Mr. Kim Marvin, General Partner, American Industrial Partners, said, “With its specialized expertise and talented team, Molycop is at the forefront of innovation. We’ve been proud to partner with them to advance their vision of becoming a leading supplier of consumable products to the mineral processing industry. We believe the business will be in excellent hands and well-positioned to continue creating value under Tega’s leadership.”
Commenting on the acquisition, Mr. Jim Anderson, CEO of Molycop, stated, “Joining forces with Tega and Apollo Funds will open up an exciting new chapter for Molycop. The synergy is clear to see. Our shared values and complementing strengths will help us accelerate our strategy, innovate better, and serve customers across the globe more effectively.”
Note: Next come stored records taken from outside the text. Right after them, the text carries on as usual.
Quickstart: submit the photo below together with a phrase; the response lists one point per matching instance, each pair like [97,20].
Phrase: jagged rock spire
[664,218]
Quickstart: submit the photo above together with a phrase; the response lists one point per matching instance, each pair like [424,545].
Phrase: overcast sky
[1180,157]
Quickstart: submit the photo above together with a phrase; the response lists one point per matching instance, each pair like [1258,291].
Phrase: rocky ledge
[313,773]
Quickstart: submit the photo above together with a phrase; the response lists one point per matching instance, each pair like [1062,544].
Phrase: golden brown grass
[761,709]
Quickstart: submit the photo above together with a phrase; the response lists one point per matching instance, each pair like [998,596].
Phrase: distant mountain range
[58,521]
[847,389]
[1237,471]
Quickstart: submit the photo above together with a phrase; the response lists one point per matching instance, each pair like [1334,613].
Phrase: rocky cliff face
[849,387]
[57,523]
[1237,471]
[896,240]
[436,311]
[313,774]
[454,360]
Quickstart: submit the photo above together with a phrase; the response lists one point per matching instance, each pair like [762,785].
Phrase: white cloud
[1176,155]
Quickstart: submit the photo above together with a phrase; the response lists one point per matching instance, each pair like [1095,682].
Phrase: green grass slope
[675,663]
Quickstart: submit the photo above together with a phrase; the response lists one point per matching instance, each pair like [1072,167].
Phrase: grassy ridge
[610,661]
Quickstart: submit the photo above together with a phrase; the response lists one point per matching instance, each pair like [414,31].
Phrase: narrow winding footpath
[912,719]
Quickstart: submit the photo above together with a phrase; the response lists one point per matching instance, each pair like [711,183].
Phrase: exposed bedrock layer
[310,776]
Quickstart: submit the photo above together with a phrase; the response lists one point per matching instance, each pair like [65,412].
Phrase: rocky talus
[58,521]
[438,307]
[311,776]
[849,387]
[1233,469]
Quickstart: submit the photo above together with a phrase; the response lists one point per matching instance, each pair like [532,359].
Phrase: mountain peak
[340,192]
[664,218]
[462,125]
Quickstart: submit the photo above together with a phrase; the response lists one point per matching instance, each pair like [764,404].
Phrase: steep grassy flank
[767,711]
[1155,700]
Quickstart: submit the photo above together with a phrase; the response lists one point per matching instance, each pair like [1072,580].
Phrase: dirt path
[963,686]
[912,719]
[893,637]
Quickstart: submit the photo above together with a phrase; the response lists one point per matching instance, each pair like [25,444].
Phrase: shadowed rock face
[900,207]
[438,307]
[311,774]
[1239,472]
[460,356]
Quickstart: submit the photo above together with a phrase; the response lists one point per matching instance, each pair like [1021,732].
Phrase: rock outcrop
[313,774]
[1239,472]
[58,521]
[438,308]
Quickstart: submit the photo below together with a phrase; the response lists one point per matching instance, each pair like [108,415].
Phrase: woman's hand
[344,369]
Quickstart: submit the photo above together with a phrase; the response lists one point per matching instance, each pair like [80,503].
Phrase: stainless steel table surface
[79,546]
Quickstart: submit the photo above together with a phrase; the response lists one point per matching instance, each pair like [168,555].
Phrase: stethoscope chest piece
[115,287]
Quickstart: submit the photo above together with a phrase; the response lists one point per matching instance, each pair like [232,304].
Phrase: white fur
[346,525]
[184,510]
Upon completion, Tega Industries will be the controlling shareholder of Molycop, with the Apollo Funds owning a significant minority equity interest. Tega's priority in the first 8 quarters post transaction closure will be operational and business integration. With complementary product baskets across the milling value chain between the two companies, Tega will be able to offer a comprehensive mill optimisation solution, to serve a larger share of its customer needs. Tega's established presence in Europe, Middle East, Commonwealth of Independent States, Latin America and Africa will be bolstered by Molycop's activities in the US, Canada, Latin America and Australia. Molycop will benefit from Tega’s expertise and presence in growth areas of EMEA, and the addition of Molycop's 13 manufacturing facilities along with 3 Joint Ventures will bring Tega closer to its customers with a combined presence in 26 global manufacturing sites.
This acquisition only reinforces the ambition and commitment of Tega Industries to drive long-term growth and create value for all stakeholders.
Completion of the transaction is subject to the execution of definitive transaction agreements and customary closing conditions, including the receipt of all required regulatory approvals. The parties currently expect the transaction to close by December 31, 2025, subject to receipt of the required regulatory approvals.